The recruitment status of this study is unknown because the information has not been verified recently.
Verified June 2009 by Hadassah Medical Organization.
Recruitment status was  Not yet recruiting
Sponsor:
Information provided by:
Hadassah Medical Organization
ClinicalTrials.gov Identifier:
NCT00917332
First received: June 8, 2009
Last updated: June 9, 2009
Last verified: June 2009
History of Changes
  Purpose

The purpose of this study is to determine whether relaxation and guided imagery techniques are effective in reducing childbirth pain.


Condition Intervention
Pain at Childbirth
 Behavioral: relaxation (breathing and muscles) and guided imagery ("safe place")

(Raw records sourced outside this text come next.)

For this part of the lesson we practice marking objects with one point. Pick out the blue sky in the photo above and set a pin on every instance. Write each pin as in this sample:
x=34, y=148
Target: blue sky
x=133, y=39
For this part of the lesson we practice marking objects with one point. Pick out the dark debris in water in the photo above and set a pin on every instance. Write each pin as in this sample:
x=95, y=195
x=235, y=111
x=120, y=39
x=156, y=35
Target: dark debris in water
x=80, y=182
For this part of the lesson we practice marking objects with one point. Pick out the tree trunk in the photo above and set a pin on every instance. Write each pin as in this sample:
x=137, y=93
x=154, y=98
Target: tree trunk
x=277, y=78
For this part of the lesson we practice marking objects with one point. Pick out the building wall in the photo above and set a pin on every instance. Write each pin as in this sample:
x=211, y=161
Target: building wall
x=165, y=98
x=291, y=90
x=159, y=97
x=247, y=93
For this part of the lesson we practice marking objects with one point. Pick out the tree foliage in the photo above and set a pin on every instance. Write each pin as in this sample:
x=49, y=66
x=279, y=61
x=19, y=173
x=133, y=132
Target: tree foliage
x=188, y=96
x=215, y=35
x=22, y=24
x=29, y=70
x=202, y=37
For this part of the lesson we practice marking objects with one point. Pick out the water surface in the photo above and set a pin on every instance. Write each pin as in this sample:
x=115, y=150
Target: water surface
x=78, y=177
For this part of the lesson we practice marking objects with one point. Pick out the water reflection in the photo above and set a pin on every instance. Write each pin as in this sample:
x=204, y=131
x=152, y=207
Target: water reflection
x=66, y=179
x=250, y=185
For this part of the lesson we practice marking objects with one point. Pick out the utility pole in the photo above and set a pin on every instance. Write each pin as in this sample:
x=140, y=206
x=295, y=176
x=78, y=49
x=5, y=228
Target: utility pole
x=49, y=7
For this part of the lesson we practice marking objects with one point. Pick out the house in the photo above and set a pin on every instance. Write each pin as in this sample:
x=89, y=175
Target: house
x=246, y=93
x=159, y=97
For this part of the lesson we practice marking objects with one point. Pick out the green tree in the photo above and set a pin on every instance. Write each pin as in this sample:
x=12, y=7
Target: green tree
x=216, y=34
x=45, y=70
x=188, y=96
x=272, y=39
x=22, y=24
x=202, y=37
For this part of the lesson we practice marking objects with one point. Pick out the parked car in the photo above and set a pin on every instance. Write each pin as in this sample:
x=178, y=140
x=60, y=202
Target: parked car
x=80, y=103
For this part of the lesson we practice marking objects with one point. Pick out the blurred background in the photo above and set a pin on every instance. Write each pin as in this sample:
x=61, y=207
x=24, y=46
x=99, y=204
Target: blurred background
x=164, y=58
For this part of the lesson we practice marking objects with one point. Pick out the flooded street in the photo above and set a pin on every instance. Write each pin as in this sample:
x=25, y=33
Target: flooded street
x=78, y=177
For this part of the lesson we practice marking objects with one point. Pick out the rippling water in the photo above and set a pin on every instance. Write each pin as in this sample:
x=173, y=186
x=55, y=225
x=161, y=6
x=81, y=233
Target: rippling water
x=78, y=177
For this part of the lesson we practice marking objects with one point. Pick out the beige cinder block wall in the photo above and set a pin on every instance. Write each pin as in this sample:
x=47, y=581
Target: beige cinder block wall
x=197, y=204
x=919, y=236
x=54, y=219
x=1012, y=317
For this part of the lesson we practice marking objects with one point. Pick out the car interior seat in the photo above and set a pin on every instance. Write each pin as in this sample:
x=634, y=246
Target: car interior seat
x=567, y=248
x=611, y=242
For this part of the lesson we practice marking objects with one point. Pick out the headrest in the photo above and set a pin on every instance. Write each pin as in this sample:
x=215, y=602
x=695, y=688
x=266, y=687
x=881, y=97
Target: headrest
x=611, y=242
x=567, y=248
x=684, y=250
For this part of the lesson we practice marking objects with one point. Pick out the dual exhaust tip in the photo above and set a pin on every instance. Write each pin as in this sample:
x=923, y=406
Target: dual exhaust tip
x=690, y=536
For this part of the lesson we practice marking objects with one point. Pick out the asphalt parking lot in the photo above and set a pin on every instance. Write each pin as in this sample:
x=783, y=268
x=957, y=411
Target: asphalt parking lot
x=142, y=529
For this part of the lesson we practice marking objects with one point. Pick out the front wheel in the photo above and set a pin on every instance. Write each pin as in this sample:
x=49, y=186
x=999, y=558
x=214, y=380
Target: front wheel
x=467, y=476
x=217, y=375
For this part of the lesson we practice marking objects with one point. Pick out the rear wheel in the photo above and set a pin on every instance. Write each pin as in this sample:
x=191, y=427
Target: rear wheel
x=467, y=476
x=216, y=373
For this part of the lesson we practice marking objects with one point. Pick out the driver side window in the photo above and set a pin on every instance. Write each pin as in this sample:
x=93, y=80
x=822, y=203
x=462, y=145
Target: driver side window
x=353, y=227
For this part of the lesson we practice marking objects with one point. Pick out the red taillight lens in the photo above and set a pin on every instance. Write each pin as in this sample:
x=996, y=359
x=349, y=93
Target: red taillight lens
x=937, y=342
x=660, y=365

Study Type: Interventional
Study Design: Allocation: Randomized
Endpoint Classification: Efficacy Study
Intervention Model: Parallel Assignment
Masking: Open Label
Primary Purpose: Supportive Care
Official Title: Effects of Relaxation and Guided Imagery Training on Rate and Time of Receiving Regional Anesthesia (Epidural), and on the Experience of Childbirth

Further study details as provided by Hadassah Medical Organization:

Primary Outcome Measures:
  • rating of pain experienced during childbirth on pain VAS [ Time Frame: one time - during hospitalization after childbirth ] [ Designated as safety issue: No ]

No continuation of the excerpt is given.